La commune de Barbacha ne cesse de sombrer de plus en plus dans l’insécurité et le banditisme et ses habitants, terrorisés, ne savent plus à quel saint se vouer pour demander secours et assistance afin de dissuader des malfrats qui règnent en maîtres dans cette municipalité non sécurisée.
Pour la seule journée de mercredi dernier, pas moins de cinq plaintes ont été déposées contre X auprès de la gendarmerie d’Amizour par les habitants du chef-lieu de Barbacha ayant fait l’objet de vols par effraction perpétrés la veille.
Un gérant de KMS faisant partie des cinq victimes déclare que les voleurs qui se sont introduits dans son local ont dérobé une quantité de matériel dont la valeur est estimée à sept millions de centimes. La razzia de mercredi dernier n’est qu’une escalade parmi d’autres qui font de plus en plus peur, beaucoup plus aux commerçants, d’ailleurs nombreux dans cette région.

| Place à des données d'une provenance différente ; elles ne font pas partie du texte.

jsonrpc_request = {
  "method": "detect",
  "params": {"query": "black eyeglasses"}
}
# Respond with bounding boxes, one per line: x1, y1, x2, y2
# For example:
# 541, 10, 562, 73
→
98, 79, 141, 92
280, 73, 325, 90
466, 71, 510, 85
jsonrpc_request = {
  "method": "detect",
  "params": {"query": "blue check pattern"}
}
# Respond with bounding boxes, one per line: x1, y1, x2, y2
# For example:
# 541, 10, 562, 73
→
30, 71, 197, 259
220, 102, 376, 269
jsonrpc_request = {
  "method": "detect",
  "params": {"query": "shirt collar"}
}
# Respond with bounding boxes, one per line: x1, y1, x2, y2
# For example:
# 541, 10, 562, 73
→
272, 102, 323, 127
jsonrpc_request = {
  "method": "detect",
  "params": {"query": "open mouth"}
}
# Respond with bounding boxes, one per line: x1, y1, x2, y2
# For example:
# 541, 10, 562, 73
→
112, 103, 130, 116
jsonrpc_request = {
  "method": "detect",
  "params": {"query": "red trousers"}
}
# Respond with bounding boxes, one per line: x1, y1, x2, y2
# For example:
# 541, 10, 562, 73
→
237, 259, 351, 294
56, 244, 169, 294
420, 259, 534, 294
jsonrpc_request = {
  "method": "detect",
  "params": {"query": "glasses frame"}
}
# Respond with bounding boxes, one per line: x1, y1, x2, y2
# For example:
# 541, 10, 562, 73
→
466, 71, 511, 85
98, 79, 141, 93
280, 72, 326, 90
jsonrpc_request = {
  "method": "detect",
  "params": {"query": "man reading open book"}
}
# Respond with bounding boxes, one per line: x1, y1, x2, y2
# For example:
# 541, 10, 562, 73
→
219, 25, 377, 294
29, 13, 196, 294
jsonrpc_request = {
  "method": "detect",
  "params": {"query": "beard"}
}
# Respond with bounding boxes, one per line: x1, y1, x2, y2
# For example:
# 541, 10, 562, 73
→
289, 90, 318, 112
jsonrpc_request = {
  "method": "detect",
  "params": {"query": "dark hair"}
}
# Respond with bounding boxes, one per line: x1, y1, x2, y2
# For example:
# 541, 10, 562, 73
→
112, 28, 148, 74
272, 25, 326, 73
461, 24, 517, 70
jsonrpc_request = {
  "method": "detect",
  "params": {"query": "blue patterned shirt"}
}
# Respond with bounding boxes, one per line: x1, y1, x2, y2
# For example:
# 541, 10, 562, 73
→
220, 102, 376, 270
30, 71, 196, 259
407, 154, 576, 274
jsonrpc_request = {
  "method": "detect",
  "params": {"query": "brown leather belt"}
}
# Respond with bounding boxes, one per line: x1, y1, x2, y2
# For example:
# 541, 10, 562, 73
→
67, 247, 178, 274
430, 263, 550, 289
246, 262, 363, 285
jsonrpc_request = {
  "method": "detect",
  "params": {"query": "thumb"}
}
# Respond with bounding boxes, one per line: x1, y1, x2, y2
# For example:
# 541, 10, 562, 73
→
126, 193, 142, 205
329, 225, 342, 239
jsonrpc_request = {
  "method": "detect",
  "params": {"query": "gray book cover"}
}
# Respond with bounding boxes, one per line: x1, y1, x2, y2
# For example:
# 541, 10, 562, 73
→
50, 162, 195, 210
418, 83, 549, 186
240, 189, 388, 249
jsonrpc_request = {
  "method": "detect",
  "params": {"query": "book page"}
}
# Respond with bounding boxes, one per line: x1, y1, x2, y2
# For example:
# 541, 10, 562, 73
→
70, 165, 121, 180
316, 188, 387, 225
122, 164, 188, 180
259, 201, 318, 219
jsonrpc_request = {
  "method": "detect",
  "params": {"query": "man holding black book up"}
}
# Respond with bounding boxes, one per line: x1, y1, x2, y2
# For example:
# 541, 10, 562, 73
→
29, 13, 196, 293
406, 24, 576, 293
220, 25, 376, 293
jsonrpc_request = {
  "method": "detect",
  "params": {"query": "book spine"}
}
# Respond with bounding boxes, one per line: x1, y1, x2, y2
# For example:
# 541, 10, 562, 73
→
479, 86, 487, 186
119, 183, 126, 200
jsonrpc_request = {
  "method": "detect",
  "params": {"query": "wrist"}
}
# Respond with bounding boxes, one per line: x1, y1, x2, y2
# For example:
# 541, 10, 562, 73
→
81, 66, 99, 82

Il faut dire que personne n’est épargné par ces voleurs puisque des domiciles, des locaux d’artisans et même des agriculteurs ont été ciblées par ces gangs qui ne sévissent que la nuit pour mieux perpétrer leur sale besogne.
Cette nette recrudescence de vols et l’inquiétante insécurité sont en relation directe avec l’absence de corps de sécurité dans un centre urbain classé chef-lieu de daïra. Depuis le départ de la brigade de gendarmerie de cette localité en 2001, suite aux événements de Kabylie, la région est restée sous la protection du “ciel” puisqu’aucun autre corps n’a été affecté pour prendre la relève.
Pourtant cette daïra fait partir des circonscriptions où il est question d’installer des sûretés de police, mais faute de terrain à bâtir, le projet ne sera pas pour demain. Outre ces actes de vols signalés ça et là à travers les villages de la commune, le chef-lieu est devenu chaque mardi, jour de souk, le théâtre d’embouteillages et de bouchons indescriptibles formés par les véhicules.
Des stationnements anarchiques, les manœuvres dangereuses de certains conducteurs mal intentionnés sont monnaie courante dans une commune laquelle, il faut le dire, ressemble à tout sauf à un chef-lieu.